La Baumeisterhaus se alzaba muy cerca de la plaza principal a un tiro de piedra de la antigua torre del reloj. Un letrero de hierro anunciaba que la casa había sido construida en 1596. Sin embargo, en el siglo anterior la estructura de tres plantas había albergado una posada y un restaurante.
Empujó la puerta y lo recibió un dulce aroma a pan de manzana y canela. Un estrecho comedor situado en la planta baja desembocaba en un salón de dos niveles, las encaladas paredes salpicadas de cornamentas.
Uno de los contactos de la Orden aguardaba sentado a una mesa de roble, una figura enclenque conocida únicamente como Jonah. Sabre se aproximó. La mesa estaba cubierta con un exquisito mantel de color rosa. Una taza de porcelana llena de café descansaba frente a Jonah; al lado, en un plato, un hojaldre a medio comer.
– Están pasando cosas raras -afirmó Jonah en inglés.
– Así es Oriente Próximo.
– Más raras que de costumbre.
El tipo, un funcionario del ministerio del Interior israelí, estaba adscrito a la embajada alemana.
– Me pidió que estuviera atento a cualquier cosa relacionada con George Haddad. Al parecer ha resucitado de entre los muertos. Los nuestros están alborotados.
Él fingió no saber nada.
– ¿Cuál es la fuente de esa noticia?
– Lo cierto es que él mismo llamó a Palestina hace unos días. Quiere contarles algo.
Sabre se había reunido otras tres veces con Jonah. Hombres como él, que anteponían los euros a la lealtad, resultaban útiles, pero al mismo tiempo exigían ser precavido: los tramposos siempre hacían trampa.
– ¿Y si nos dejamos de evasivas y me dice qué quiere saber?
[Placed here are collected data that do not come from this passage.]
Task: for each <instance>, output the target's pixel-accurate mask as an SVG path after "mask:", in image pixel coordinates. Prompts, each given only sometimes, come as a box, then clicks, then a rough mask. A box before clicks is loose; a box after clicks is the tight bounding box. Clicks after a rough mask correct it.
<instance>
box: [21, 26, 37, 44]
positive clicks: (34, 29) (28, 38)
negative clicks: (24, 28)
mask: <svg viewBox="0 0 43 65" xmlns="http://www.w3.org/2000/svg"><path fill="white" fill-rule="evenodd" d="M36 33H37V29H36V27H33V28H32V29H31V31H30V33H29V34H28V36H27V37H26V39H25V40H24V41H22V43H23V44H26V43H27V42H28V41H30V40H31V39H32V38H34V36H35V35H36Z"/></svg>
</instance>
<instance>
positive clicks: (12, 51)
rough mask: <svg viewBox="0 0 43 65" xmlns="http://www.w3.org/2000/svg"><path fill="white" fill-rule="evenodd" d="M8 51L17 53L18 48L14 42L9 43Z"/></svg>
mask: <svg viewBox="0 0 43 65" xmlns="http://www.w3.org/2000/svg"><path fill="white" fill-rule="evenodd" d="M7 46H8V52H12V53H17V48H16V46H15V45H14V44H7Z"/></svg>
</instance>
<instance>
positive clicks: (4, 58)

El hombre tomó un sorbo de café.
– Antes de que desapareciera hace cinco años, Haddad recibió la visita de alguien que se presentó como el Guardián.
Sabre ya lo sabía, pero no dijo nada.
– Le fue dada información. La cosa es algo rara, pero hay más.
Él nunca había apreciado el dramatismo del que gustaba de hacer gala Jonah.
– Haddad no fue el primero en recibir una visita así. Vi un archivo: desde 1948 ha habido otros tres que han recibido visitas parecidas de alguien llamado el Guardián. Israel estaba al tanto, pero todos esos hombres murieron a los días o semanas de esa visita. -Jonah hizo una pausa-. Si hace memoria recordará que Haddad también estuvo a punto de morir.
Sabre empezaba a entender.
– ¿Los suyos se guardan algo?
– Eso parece.
– ¿Cuándo se dieron las visitas?
– Cada veinte años durante los últimos sesenta, más o menos. Todos eran estudiosos, uno israelí y tres árabes, entre ellos Haddad. De los asesinatos se encargó el Mosad.
Sabre tenía que saber una cosa.
– Y ¿cómo se las ha arreglado para enterarse de eso?
– Como le he dicho, por los archivos. -Jonah enmudeció-. Hace unas horas llegó un comunicado. Haddad vive en Londres.
– Necesito una dirección.
Jonah se la proporcionó y añadió:
– Han enviado a unos ejecutores.
– ¿Por qué quieren matar a Haddad?
– Eso mismo le pregunté al embajador. En su día formó parte del Mosad, y me contó una historia interesante.
– Supongo que por eso estoy yo aquí.
Jonah le dedicó una sonrisa.
– Sabía que era usted un tipo listo.